Personal information
- Born: May 14, 1967 (age 59) Des Moines, Iowa, U.S.
- Education: University of Missouri

Medal record
Women's athletics
Representing United States
Olympic Games
| Silver medal – second place | 1992 Barcelona | 4×400 m relay |
World Championships
| Gold medal – first place | 1993 Stuttgart | 4×400 m relay |
| Silver medal – second place | 1993 Stuttgart | 400 m |
World Indoor Championships
| Silver medal – second place | 1993 Toronto | 4×400 m relay |
| Silver medal – second place | 1997 Paris | 4×400 m relay |
Summer Universiade
| Gold medal – first place | 1989 Duisburg | 4x400 m relay |

= Natasha Kaiser-Brown =

American sprinter (born 1967)

Natasha Kaiser-Brown, née Natasha Kaiser, (born May 14, 1967) is an American sprinter who specialized in the 400 meter run. As of 2022, she is the head coach of track and field at the University of Missouri in Columbia, Missouri.

Kaiser-Brown was born in Des Moines, Iowa. In high school, she was a nine-time state champion for Des Moines Roosevelt and is the previous record-holder for the 100 meter and sprint medley relay events (both broken in the 2018 track season).

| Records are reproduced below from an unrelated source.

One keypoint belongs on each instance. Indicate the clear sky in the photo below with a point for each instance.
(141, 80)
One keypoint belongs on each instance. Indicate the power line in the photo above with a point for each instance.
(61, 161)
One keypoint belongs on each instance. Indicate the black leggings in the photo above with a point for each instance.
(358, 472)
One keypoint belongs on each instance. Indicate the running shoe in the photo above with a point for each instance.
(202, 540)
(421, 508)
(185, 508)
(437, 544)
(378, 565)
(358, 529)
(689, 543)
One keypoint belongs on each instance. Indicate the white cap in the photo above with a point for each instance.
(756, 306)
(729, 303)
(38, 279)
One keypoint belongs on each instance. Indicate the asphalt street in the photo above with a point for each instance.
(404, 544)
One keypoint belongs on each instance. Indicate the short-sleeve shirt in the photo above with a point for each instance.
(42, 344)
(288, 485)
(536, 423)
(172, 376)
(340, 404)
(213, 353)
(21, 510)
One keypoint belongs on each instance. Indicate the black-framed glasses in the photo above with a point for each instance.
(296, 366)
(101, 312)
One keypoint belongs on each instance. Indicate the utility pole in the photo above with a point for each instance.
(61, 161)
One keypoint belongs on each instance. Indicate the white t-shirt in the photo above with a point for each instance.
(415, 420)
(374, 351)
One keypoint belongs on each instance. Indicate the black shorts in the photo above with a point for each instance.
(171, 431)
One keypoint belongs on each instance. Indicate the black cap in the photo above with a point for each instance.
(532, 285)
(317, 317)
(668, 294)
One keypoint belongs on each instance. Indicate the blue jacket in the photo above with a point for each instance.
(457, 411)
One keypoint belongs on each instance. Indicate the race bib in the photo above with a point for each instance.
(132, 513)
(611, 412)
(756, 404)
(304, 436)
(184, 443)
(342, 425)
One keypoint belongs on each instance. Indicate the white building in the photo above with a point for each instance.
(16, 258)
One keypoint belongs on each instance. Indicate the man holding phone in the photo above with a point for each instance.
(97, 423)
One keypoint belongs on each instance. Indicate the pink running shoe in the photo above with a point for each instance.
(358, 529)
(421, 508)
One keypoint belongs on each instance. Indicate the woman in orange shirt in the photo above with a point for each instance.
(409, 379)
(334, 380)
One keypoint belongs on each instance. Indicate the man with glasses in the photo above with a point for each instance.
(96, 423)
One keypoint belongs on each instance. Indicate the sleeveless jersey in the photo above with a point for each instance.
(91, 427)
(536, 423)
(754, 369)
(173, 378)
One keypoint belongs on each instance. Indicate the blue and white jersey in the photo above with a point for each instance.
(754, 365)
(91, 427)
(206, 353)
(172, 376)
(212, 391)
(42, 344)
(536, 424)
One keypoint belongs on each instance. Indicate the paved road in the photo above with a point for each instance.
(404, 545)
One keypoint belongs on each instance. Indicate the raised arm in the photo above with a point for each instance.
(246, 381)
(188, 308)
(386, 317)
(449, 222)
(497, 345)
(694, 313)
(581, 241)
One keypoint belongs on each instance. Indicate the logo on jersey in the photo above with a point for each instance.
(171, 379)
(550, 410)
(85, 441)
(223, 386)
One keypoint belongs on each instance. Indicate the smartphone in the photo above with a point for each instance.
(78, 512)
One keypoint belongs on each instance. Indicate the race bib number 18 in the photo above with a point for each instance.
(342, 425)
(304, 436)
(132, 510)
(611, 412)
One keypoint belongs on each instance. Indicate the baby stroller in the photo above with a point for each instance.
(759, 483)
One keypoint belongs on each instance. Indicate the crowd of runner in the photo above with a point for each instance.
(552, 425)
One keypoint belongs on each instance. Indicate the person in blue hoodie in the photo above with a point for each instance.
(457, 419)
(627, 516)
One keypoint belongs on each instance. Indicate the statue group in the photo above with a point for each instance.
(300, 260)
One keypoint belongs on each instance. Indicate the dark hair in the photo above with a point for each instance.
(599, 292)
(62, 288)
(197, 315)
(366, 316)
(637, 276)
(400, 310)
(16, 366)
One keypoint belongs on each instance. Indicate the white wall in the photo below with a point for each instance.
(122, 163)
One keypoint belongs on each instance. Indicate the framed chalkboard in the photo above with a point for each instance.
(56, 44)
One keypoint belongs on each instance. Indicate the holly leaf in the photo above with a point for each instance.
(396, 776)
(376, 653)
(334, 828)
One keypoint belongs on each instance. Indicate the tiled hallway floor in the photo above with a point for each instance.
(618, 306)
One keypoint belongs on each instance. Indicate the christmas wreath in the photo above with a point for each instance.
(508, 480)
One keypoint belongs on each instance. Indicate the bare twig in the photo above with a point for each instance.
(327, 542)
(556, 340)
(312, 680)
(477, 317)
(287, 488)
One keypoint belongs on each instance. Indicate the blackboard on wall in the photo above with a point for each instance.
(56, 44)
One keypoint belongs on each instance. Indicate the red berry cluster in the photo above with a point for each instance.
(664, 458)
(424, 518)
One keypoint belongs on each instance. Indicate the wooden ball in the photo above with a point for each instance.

As a member of the Missouri Tigers track and field team from 1985 to 1989, she won five individual conference titles, earned NCAA All-American honors in the 400 m dash six times, and named Big 8 Female Athlete of the Year in 1989. In 1989, she also was the 400 m dash Indoor National Champion with a collegiate record time of 51.92 seconds, which still stands as the school record.

At the 1991 Pan American Games she finished fourth in the 400 meter run and won a gold medal in 4 × 400 meter relay. She won a silver medal in the relay at the 1992 Summer Olympics with her teammates Gwen Torrence, Jearl Miles and Rochelle Stevens. In 1993 she won a relay silver medal at the 1993 World Indoor Championships as well as two medals at the 1993 World Championships. She won the 400 meter event at the 1994 Nationals and was a member of the 1996 USA Olympic team in Atlanta.

Her personal best time is 50.17 seconds, achieved in 1993.

She is married to Brian Brown and coached alongside him at Drake University. The pair have a daughter, Elle Brown, who is a basketball player at the University of Missouri.